Wednesday, January 26, 2011

Dies Una

The Poem:

chocolate* chip cookies
silent appreciation
we eat in danger

Commentary:
"chocolate," pronounced "choc'late" in order to make the rhyme work out. This kind of unwritten syllabic editing is a common feature of the poetry of oral societies, such as pre-classical Greece and college cafeterias.

Notes:
I'm eating in Saga, between Jennifer and McKenzie, with Katie at the table. There are three chocolate chip cookies on a plate between me and Mac, and we each take one to eat. There is a lull in the conversation. (It's a chocolately-delicious lull.)

"Silent appreciation," I thought. "That has seven syllables." I turned to communicate this thought to someone, and suddenly a bit of food flew across the table...

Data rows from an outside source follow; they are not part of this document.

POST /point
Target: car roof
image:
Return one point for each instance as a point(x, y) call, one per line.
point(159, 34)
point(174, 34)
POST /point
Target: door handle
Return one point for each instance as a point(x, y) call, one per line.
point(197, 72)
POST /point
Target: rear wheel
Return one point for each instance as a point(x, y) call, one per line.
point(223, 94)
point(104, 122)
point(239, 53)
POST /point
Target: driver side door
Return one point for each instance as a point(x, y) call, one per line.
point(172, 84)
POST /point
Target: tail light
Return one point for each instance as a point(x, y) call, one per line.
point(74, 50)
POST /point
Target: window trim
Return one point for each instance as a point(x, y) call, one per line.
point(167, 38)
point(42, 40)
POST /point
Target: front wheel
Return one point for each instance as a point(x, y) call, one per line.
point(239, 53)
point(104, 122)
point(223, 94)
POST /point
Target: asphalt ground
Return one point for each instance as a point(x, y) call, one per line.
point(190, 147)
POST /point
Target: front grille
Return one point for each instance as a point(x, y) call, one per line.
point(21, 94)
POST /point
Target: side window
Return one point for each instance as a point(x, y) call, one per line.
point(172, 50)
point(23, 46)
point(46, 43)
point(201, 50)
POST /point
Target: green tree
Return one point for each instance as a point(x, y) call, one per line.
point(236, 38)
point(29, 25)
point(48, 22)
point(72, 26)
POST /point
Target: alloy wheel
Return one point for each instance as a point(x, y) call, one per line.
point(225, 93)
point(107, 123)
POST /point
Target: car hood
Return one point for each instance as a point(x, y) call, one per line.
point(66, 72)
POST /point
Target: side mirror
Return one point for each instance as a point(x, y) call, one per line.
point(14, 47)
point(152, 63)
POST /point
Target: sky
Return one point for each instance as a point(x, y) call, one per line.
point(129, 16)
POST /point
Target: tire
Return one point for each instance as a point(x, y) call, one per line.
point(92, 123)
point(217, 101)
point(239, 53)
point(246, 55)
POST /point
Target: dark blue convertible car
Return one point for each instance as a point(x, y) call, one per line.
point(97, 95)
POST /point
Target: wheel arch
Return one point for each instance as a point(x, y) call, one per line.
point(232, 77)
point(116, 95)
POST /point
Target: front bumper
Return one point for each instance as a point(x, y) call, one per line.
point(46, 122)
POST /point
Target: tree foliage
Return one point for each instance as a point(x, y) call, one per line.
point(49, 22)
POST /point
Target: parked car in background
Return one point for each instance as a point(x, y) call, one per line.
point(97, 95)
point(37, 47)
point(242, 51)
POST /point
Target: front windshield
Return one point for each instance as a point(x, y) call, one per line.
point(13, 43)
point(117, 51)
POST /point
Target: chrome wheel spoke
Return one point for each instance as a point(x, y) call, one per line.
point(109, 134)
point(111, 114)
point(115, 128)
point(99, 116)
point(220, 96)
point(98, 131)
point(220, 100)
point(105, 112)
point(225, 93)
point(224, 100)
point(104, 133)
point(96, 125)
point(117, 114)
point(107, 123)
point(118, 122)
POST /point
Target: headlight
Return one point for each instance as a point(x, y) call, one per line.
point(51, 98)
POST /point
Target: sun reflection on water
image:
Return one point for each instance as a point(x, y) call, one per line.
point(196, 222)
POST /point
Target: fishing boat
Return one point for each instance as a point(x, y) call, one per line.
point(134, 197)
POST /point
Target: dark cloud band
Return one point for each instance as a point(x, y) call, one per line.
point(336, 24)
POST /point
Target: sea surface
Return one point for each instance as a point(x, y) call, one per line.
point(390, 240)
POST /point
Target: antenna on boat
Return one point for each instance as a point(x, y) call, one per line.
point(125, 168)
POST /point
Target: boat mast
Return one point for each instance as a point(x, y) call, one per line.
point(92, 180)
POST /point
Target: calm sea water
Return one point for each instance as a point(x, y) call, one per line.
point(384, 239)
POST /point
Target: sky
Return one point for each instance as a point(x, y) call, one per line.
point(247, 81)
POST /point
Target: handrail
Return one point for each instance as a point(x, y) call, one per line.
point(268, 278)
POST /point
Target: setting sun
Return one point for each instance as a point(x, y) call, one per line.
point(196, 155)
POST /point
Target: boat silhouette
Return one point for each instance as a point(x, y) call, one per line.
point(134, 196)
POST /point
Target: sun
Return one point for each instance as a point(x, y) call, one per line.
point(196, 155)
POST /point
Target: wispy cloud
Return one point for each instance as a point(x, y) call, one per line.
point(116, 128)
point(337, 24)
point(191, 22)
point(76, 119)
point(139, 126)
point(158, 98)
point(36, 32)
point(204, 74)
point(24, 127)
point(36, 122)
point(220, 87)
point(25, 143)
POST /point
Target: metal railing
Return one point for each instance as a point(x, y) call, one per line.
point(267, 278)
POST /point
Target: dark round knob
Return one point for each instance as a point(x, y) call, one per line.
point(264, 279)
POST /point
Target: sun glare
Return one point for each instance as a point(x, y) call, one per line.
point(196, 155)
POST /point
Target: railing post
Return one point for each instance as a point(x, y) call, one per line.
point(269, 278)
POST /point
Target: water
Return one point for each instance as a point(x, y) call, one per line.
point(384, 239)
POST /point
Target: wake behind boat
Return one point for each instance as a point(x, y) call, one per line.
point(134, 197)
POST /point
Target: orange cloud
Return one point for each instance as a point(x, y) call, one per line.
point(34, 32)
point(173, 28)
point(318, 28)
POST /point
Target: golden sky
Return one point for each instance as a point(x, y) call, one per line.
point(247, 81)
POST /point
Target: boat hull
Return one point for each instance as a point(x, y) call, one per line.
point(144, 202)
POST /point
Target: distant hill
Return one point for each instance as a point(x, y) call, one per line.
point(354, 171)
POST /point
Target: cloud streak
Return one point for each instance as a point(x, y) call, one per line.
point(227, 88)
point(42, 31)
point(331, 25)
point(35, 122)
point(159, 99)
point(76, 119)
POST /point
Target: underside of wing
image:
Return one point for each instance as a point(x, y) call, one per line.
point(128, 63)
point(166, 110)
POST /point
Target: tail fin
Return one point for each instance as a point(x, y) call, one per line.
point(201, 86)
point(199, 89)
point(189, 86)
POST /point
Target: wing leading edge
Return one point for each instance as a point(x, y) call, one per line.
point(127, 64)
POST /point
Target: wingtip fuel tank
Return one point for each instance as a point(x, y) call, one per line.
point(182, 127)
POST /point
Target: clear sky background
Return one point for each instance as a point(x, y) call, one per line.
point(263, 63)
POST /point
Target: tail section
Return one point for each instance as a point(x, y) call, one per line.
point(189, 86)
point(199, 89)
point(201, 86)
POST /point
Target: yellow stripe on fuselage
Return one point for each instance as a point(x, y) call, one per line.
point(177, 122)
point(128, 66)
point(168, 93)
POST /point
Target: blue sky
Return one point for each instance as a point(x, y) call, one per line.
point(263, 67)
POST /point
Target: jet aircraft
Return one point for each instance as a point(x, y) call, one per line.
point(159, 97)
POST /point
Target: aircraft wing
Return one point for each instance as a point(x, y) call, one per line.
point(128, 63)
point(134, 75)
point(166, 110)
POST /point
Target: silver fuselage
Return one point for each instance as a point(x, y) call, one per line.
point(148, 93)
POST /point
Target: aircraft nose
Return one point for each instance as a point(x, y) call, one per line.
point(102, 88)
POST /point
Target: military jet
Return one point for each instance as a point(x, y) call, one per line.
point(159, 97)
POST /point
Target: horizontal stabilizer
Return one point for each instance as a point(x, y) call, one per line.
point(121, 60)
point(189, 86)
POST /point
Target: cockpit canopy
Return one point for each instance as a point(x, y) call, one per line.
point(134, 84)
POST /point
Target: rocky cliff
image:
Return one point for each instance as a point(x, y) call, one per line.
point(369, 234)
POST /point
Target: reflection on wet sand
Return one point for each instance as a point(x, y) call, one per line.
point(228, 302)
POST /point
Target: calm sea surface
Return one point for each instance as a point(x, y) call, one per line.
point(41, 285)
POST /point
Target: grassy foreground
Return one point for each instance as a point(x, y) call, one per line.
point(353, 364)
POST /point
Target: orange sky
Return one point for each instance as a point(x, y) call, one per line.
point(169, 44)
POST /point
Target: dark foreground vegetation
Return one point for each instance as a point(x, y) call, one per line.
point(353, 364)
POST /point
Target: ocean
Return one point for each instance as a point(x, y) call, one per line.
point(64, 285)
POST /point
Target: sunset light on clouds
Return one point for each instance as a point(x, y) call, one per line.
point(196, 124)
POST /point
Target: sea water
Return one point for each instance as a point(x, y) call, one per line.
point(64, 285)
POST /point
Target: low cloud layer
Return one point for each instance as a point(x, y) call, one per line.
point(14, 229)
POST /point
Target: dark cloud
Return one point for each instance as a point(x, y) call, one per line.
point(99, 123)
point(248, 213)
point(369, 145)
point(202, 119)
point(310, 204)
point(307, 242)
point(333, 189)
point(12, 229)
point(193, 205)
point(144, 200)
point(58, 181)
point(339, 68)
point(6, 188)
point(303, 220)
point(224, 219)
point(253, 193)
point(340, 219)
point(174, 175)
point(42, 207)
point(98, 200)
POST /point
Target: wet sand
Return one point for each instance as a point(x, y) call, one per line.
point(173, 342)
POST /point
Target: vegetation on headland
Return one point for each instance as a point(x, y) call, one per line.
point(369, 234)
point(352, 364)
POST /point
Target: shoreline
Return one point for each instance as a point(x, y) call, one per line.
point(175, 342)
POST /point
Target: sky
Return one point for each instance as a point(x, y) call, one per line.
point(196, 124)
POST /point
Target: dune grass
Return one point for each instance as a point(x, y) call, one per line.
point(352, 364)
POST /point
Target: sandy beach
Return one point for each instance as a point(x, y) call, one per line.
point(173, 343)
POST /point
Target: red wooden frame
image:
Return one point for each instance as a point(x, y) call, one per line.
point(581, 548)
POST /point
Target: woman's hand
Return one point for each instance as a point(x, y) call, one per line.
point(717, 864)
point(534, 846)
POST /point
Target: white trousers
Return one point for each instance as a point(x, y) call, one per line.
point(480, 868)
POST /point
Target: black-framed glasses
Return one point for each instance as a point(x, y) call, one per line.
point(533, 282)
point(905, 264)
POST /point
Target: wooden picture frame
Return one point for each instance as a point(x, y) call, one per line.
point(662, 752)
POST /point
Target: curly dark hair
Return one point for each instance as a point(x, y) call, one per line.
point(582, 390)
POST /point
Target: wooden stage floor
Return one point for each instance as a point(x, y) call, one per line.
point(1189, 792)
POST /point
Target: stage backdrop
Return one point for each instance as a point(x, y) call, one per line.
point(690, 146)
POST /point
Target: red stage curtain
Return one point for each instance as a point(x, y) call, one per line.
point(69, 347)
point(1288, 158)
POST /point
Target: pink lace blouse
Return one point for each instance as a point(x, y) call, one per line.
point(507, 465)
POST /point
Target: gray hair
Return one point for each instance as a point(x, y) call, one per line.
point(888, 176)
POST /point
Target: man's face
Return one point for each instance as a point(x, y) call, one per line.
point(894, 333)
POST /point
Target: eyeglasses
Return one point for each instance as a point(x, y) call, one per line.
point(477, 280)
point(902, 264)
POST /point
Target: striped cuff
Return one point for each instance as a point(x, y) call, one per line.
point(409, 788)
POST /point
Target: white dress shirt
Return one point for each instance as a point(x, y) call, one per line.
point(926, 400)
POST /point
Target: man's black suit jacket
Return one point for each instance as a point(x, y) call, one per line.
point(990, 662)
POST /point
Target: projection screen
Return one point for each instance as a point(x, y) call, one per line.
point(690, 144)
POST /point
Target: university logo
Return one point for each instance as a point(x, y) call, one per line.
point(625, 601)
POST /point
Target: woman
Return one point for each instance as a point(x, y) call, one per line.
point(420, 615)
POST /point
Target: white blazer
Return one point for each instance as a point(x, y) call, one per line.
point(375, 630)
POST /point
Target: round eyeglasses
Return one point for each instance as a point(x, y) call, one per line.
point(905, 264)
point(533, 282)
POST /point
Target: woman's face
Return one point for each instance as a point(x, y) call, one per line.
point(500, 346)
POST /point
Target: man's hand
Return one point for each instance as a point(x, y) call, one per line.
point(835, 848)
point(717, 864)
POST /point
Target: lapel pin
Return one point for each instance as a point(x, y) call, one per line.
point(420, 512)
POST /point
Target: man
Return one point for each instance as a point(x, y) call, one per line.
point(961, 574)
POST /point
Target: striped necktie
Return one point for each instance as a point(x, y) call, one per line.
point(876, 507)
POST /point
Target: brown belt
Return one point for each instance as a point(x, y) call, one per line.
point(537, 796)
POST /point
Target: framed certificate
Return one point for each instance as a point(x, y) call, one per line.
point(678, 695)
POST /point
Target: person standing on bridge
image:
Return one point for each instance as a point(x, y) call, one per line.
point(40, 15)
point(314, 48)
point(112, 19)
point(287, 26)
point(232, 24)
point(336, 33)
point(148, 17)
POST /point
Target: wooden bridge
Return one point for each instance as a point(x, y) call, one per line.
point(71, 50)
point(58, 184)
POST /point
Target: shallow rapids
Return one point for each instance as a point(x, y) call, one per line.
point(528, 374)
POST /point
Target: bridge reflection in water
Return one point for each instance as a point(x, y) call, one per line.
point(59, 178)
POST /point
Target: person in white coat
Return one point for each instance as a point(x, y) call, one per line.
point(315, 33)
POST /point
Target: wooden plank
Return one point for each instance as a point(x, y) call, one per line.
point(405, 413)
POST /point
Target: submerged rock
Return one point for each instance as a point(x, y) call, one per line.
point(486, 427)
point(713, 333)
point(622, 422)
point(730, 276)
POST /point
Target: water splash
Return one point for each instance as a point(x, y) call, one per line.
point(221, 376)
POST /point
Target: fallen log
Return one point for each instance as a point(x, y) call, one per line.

Anyway. There are so many days in a semester, and they are so full, and there is so little time to distill all this goodness into an appropriately poignant commentary. So this is an attempt to pay some tribute to that difficulty by writing for each day the seventeen-syllable-epitome of a twenty-four-hour slice of a dizzying, possibly over-committed, profound and frivolous experience.

And also to write what can be completed in ten minutes, instead of all night (no all-nighters allowed for this, okay? unless they're subject-matter).

Or at least to amuse ourselves.
In a small-ish seventeen-syllable way.